4. Common Misunderstanding: Correlation Rule vs. Multi-KPI Trend View

Some users confuse two very different features in ITSI:

Feature Purpose
Correlation Search Alerting logic that generates Notable Events based on defined rules
Multi-KPI Panel (Trends) Monitoring panel for side-by-side KPI tracking (no alerts generated)

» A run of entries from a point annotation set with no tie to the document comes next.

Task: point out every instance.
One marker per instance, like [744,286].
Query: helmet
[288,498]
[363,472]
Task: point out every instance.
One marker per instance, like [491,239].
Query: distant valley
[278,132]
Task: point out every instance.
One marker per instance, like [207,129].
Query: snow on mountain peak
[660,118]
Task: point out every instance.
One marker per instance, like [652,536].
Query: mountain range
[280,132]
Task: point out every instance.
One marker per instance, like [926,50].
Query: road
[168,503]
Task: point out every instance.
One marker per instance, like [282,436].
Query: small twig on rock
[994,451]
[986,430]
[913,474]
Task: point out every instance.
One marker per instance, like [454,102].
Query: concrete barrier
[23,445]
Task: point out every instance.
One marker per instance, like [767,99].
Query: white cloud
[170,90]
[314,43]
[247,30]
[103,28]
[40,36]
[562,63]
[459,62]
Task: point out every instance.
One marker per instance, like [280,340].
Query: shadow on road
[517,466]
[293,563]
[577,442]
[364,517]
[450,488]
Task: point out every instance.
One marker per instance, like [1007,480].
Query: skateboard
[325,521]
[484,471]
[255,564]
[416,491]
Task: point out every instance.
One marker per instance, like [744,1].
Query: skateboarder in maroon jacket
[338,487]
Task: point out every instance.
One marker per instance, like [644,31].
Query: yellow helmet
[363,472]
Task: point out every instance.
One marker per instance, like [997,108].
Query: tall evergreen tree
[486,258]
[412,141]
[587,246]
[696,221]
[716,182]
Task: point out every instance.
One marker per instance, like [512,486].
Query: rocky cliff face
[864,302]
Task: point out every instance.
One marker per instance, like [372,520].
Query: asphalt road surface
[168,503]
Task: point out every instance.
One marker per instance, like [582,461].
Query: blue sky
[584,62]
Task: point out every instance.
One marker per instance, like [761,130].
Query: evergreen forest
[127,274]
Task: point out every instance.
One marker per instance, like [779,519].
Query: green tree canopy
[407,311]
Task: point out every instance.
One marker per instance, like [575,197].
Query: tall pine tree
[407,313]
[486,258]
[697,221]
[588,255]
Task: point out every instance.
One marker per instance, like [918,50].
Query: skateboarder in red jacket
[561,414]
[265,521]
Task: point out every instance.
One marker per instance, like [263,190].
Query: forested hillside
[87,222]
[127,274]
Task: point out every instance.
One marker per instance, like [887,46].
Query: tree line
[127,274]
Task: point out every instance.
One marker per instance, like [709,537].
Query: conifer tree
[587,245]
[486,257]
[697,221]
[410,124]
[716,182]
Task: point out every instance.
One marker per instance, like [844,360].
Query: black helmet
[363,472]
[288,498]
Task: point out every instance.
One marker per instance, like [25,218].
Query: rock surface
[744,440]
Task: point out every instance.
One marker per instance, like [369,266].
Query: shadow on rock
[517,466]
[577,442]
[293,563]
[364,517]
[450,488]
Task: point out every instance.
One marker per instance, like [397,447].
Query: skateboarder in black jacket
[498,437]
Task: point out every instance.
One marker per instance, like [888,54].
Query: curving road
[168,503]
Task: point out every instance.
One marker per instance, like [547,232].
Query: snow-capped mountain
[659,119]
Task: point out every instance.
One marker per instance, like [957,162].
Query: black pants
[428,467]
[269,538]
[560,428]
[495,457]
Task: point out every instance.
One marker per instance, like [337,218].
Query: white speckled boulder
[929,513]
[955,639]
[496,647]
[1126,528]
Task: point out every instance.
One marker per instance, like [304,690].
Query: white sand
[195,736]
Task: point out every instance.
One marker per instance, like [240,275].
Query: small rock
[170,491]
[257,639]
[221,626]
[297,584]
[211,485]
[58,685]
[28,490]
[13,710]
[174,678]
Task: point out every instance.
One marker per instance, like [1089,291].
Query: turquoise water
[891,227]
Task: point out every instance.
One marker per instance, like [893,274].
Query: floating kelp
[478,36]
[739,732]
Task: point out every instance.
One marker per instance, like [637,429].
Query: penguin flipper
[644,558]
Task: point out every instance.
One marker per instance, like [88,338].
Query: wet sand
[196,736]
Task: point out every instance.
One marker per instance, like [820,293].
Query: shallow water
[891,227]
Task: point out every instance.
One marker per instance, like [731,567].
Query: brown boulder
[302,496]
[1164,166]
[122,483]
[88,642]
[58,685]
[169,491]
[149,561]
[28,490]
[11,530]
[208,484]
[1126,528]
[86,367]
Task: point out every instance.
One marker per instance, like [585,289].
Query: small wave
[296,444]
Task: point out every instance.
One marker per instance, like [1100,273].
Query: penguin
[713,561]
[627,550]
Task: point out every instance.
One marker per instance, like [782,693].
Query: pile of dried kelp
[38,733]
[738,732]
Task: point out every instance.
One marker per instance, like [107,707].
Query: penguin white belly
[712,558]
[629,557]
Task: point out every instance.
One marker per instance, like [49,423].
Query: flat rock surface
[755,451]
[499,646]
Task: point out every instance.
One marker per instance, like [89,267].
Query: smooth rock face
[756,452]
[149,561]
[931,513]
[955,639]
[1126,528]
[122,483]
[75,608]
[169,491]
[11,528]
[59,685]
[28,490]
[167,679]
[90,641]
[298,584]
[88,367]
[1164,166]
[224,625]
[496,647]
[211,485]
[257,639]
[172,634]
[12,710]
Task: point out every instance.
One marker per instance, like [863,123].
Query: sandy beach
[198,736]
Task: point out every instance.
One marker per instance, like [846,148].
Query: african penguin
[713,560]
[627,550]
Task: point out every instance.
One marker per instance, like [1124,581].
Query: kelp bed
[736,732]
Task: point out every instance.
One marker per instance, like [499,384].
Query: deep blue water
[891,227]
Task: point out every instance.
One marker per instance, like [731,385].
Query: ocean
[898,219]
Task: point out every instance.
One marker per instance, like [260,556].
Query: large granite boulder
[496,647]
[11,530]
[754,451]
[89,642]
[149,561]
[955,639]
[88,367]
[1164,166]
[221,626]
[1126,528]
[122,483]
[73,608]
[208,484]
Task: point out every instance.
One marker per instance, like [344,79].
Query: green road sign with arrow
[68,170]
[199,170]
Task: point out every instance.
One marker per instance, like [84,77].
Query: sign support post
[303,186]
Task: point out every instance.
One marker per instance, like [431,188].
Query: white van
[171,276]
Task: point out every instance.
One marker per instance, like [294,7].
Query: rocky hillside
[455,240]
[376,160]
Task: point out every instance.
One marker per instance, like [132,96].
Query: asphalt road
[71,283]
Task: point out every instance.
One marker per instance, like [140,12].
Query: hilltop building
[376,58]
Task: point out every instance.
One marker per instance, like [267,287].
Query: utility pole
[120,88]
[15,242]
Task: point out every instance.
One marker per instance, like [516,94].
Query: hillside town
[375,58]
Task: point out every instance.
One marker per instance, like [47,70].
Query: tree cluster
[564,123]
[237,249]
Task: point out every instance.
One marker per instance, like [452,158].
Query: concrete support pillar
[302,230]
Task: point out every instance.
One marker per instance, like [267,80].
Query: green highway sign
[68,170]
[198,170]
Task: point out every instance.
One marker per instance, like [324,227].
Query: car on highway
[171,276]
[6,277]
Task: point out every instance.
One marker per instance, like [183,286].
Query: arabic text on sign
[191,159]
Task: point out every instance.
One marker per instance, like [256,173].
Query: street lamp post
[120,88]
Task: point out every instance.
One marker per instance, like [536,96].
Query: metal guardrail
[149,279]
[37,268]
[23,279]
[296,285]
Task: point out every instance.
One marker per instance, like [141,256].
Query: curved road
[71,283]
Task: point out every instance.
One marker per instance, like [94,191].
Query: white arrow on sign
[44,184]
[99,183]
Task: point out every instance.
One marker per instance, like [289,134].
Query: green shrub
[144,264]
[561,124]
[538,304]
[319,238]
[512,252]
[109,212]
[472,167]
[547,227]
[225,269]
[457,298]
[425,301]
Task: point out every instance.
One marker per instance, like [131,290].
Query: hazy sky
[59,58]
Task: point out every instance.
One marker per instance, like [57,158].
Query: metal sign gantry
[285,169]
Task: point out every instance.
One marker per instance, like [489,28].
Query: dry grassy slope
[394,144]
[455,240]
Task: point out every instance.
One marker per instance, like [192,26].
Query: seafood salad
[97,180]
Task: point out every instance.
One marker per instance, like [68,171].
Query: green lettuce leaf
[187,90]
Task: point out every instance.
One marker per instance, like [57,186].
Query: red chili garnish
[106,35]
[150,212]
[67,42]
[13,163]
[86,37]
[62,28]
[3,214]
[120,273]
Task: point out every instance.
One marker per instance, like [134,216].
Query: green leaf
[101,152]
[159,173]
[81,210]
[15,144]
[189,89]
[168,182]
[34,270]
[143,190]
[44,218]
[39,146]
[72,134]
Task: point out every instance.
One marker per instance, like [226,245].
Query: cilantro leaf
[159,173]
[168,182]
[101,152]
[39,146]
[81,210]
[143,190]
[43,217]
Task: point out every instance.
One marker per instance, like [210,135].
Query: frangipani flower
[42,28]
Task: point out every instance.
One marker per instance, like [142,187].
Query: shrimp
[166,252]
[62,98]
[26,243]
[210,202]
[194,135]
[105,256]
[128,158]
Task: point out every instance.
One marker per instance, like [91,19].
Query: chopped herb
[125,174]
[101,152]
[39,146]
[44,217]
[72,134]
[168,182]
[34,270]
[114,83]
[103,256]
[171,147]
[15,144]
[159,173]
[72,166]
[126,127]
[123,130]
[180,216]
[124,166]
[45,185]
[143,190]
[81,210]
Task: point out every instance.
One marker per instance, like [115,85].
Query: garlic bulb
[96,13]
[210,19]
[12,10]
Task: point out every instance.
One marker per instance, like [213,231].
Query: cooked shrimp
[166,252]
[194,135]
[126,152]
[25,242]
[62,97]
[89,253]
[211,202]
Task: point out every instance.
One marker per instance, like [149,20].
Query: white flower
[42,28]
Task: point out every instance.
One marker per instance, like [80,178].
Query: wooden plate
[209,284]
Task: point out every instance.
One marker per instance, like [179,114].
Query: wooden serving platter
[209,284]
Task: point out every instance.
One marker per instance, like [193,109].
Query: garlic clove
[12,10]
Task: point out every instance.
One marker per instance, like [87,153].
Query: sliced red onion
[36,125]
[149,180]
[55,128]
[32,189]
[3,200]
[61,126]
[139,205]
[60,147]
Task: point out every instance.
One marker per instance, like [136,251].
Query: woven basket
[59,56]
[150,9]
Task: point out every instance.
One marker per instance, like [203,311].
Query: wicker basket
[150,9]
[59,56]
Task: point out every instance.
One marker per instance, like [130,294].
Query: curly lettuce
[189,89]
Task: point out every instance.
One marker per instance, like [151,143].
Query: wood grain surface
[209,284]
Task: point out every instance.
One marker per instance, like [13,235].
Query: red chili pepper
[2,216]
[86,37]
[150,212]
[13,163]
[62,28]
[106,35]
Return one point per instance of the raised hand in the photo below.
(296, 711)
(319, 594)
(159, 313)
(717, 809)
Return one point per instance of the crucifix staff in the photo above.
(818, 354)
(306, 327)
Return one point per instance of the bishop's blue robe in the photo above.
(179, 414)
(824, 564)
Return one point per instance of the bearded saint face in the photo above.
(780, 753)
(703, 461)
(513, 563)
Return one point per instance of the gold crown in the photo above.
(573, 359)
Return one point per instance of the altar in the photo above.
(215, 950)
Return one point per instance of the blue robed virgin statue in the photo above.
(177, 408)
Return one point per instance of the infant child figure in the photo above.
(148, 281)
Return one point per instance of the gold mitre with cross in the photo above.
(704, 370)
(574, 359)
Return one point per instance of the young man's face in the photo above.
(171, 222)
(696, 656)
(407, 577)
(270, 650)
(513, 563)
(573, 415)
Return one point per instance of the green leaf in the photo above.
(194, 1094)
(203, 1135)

A correlation rule actively detects patterns and triggers alerts. A Multi-KPI view (like in Service Analyzer or a dashboard) is purely observational, allowing analysts to manually compare multiple KPIs over time.

Helpful tip to clarify:

Don’t confuse Multi-KPI visualization panels with correlation searches—the former is for monitoring, the latter is for alerting.

Summary

  • Correlation searches combine multiple signals (KPI or otherwise) to detect patterns and trigger actions

  • They use SPL logic, which can include metrics, logs, or custom events

  • A real-world correlation search often references data in itsi_summary and uses mstats or stats

  • Once triggered, they can initiate Notable Events, tickets, or automations

  • Be sure to distinguish them from Multi-KPI visualizations, which are for monitoring—not alerting

Frequently Asked Questions

What is a multi-KPI alert in ITSI?

Answer:

An alert triggered when multiple KPIs meet specified conditions.

Explanation:

Multi-KPI alerts allow ITSI to evaluate several KPIs simultaneously before generating an alert. Instead of triggering alerts based on a single KPI threshold breach, the alert logic evaluates conditions across multiple KPIs. For example, an alert may trigger only when both application response time and error rate exceed critical thresholds. This approach reduces false positives and ensures that alerts represent meaningful service degradation rather than isolated metric anomalies. Multi-KPI alerts therefore improve alert accuracy and operational efficiency in complex monitoring environments.

Demand Score: 82

Exam Relevance Score: 90

What component generates notable events from correlation searches in ITSI?

Answer:

Correlation search alert actions.

Explanation:

Correlation searches evaluate conditions defined by SPL queries and trigger alert actions when those conditions are met. In ITSI, one of these alert actions generates notable events that are used for incident management. When a correlation search detects conditions such as KPI threshold violations or abnormal metric patterns, the alert action creates a notable event record that can be aggregated into episodes. If the alert action is not configured correctly, the correlation search may execute successfully but fail to produce notable events.

Demand Score: 85

Exam Relevance Score: 89

Where are notable events generated by correlation searches stored?

Answer:

In the itsi_tracked_alerts index.

Explanation:

When a correlation search generates a notable event, the event is written to the itsi_tracked_alerts index. This index stores raw notable events before they are grouped into episodes by aggregation policies. Administrators frequently query this index when troubleshooting missing alerts or verifying that correlation searches are generating events correctly. After events are processed by aggregation policies, grouped results may also appear in additional ITSI indexes used for incident management.

Demand Score: 74

Exam Relevance Score: 91

Why might a correlation search run successfully but fail to create notable events?

Answer:

Because the alert action for creating notable events is not configured or enabled.

Explanation:

A correlation search may successfully execute its SPL query and return results but still fail to generate notable events if the alert action responsible for creating them is disabled or misconfigured. In ITSI, correlation searches require specific alert actions that write events to the appropriate indexes and trigger incident workflows. If these alert actions are missing or disabled, the search results remain internal and do not produce visible incidents. Administrators therefore verify alert action configuration when troubleshooting missing notable events.